My gut sense is that a large number of people, starting with George Bush, should lose their jobs. However, there is a mitigating wild card:
Fifth Day of Disaster Begins With FireMy employer sent very important and appreciated truck loads of supplies to some of our hospital customers. Those trucks required poice escorts.
Chris Lawrence of CNN reported on the fire from a rooftop on a police station, where he said officers were 'barricaded' because of people 'shooting at the station'.
'It's very hard to tell [what's happening],' he said. 'The Fire Department can't get near the building without a police escort.'
Dud disaster scenarious anticipate urban warfare?
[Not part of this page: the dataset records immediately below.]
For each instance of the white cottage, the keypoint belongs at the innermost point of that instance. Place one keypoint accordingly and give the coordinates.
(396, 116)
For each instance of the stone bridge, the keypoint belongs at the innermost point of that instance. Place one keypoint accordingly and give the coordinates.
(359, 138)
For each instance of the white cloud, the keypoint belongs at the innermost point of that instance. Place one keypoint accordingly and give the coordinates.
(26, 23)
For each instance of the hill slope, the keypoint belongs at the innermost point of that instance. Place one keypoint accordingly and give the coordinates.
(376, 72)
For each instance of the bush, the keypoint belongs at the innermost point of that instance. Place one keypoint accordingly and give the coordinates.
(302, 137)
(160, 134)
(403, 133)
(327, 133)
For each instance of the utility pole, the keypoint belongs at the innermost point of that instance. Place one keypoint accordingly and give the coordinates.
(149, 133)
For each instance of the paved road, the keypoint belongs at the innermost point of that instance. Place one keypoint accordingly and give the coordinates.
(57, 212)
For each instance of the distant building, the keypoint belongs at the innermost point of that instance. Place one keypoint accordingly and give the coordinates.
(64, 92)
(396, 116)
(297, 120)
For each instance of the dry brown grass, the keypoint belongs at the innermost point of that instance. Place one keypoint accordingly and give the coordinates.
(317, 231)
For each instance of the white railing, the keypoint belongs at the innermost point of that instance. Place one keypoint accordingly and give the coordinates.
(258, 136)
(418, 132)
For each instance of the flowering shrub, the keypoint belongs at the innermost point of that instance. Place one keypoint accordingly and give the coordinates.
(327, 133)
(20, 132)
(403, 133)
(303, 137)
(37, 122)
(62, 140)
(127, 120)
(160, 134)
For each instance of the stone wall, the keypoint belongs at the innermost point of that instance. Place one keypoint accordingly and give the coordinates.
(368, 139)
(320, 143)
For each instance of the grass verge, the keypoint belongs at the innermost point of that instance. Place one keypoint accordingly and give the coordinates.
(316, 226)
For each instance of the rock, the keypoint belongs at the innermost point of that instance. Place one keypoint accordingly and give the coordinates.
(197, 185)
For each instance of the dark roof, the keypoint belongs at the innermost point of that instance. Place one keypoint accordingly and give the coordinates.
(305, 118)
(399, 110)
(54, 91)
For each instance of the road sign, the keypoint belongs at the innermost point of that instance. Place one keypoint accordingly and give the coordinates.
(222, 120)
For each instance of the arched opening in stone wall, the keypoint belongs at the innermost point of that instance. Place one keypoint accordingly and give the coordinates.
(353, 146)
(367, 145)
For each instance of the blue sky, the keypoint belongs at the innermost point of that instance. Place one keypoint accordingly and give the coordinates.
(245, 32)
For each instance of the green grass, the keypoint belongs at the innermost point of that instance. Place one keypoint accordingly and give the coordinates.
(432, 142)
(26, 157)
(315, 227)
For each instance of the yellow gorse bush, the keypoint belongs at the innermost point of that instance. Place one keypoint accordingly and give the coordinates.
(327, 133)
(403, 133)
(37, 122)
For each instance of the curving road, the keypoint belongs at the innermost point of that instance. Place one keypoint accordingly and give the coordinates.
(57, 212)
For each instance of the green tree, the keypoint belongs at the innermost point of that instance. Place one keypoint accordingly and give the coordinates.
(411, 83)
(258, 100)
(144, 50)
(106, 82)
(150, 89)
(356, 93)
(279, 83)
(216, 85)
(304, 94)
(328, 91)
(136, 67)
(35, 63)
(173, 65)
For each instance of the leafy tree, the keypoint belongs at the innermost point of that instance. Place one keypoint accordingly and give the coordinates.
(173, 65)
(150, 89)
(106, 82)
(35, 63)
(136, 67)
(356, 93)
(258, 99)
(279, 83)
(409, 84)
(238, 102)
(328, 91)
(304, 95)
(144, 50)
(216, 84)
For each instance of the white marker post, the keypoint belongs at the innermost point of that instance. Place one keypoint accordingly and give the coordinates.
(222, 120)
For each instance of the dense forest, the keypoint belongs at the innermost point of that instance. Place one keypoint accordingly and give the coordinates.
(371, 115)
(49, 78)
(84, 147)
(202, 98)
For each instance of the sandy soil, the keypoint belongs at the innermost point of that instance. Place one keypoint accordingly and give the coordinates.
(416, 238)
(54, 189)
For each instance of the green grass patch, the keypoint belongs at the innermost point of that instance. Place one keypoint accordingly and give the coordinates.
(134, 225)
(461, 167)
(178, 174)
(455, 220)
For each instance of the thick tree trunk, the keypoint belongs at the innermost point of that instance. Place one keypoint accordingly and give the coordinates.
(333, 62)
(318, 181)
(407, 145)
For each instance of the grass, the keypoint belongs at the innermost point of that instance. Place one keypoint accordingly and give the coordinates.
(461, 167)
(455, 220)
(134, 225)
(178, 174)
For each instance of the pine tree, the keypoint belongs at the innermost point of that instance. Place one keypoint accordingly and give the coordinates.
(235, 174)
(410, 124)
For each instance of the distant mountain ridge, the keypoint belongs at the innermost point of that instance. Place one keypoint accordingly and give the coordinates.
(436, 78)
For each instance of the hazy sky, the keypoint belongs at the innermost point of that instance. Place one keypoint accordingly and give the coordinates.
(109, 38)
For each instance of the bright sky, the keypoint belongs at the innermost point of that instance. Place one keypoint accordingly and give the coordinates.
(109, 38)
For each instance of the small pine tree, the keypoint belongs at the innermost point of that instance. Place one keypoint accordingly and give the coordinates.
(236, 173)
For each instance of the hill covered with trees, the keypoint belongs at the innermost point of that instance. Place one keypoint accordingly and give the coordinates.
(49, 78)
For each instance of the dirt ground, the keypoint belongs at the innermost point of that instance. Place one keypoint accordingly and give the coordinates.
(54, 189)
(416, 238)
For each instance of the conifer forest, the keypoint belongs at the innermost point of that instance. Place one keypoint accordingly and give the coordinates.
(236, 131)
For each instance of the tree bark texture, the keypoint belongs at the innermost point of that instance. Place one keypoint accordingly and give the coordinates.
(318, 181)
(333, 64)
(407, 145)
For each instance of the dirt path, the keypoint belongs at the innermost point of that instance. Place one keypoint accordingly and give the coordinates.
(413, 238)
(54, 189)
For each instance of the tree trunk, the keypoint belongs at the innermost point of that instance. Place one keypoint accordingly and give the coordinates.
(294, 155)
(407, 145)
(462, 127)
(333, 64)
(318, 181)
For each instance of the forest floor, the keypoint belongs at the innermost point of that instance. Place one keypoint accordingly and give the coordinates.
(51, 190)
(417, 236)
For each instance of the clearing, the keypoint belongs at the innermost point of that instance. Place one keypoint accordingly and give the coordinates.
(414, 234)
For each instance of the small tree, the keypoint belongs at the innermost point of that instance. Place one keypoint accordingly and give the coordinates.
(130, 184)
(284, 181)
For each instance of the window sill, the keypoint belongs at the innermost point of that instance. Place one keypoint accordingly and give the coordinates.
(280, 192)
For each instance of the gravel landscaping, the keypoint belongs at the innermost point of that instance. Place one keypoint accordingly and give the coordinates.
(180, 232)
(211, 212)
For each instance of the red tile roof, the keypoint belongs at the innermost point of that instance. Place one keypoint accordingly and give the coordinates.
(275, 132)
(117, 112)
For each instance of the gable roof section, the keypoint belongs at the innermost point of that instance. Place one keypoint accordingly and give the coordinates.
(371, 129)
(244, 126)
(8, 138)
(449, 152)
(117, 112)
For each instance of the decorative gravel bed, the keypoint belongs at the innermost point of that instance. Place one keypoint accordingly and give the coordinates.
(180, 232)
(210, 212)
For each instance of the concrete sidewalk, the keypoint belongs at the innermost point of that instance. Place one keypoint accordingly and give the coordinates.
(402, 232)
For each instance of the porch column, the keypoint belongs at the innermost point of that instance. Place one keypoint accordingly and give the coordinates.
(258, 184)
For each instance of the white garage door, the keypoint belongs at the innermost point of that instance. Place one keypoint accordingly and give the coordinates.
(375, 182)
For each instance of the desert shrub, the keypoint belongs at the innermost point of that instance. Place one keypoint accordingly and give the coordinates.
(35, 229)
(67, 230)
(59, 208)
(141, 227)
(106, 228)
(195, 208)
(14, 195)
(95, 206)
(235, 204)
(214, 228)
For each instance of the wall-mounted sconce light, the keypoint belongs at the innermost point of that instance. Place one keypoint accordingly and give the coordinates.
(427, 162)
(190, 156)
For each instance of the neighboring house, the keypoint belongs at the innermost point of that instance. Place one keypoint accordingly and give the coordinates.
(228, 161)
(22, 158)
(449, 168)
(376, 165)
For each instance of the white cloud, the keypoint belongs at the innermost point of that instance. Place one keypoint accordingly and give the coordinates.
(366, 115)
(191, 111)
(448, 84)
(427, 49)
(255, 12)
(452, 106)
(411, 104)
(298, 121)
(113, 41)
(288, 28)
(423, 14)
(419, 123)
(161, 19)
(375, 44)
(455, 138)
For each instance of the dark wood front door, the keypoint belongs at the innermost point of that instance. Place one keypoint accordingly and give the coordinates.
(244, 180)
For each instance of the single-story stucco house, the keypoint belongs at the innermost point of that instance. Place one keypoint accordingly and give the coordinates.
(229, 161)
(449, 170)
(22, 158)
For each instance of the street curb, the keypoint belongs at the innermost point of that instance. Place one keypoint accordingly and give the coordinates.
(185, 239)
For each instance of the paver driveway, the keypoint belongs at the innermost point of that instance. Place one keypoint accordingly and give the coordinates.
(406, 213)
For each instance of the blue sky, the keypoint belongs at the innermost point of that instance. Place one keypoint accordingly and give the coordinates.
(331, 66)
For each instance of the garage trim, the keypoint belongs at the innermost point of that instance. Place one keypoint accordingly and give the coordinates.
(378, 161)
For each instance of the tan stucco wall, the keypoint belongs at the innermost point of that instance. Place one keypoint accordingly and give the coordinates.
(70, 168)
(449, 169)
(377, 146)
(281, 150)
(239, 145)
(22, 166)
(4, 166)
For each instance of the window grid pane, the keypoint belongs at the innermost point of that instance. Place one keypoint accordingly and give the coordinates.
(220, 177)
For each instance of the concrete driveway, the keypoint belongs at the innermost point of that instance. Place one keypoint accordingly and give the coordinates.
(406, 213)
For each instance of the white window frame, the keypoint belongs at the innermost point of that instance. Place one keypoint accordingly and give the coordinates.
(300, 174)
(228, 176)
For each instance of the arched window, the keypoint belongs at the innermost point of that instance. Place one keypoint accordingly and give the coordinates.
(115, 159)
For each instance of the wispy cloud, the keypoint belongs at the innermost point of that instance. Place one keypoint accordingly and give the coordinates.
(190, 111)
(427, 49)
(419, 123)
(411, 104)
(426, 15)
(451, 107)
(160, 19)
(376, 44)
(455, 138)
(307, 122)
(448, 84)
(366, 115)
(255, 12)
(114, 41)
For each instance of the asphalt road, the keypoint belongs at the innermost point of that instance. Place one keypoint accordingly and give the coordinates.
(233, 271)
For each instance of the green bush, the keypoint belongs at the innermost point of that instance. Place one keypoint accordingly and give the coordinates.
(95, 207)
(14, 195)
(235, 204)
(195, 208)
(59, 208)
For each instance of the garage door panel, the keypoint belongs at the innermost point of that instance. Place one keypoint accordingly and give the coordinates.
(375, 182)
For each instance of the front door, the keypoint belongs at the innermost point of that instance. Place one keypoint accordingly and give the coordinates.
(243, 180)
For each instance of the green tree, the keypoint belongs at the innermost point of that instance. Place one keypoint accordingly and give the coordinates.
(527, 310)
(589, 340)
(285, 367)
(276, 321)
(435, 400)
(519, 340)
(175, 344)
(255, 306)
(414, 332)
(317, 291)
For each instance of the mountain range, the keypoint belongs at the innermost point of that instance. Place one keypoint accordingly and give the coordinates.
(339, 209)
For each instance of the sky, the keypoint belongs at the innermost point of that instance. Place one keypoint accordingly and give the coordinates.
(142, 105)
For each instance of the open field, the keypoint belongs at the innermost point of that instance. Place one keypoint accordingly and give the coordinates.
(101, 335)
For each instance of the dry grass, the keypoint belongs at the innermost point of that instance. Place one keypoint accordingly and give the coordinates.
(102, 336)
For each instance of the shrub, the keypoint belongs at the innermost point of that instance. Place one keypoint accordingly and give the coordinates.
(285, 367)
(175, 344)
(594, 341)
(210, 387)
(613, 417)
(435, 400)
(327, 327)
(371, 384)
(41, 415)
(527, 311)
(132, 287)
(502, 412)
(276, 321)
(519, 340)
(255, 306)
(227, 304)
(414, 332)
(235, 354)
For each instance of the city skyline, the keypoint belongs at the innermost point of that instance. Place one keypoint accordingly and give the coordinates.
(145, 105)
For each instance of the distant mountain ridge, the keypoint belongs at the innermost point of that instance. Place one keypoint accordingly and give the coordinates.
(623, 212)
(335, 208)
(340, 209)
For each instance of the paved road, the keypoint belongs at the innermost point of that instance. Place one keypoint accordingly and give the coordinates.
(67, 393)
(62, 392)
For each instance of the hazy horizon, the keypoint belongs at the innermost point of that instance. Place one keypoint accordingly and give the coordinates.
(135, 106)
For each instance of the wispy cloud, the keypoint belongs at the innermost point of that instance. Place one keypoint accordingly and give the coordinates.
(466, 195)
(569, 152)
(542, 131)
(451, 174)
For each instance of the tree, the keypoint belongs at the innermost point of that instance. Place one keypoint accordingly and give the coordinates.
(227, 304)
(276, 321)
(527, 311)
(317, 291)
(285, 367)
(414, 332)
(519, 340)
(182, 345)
Does that helps explain, in part, why FEMA has failed so catastrophically. Beyond, of course, having their budgets stripped for Iraq and "Homeland Security".
Update 9/2: I think another factor that was not considered was how many of those who remained required medical attention. The victims of 9/11 were largely vigorous, healthy, middle and upper class men and women. The victims of Katrina are often disabled, sick and elderly -- and there are many infants and children. The combination of a population with a high proportion of vulnerable persons and an urban warfare environment together may have produced a disastrous effect outside of what planners were considering. Even in the nations struck by the Indonesian tsunami would not, by virtue of less advanced medicine and a younger demographic profile, have had such a high proportion of sick and elderly persons (also, they didn't display our talent for urban warfare). I wonder if the Kobe earthquake would have been a better lesson. I recall that Japan's response to that disaster was considered to be mediocre and inadequate.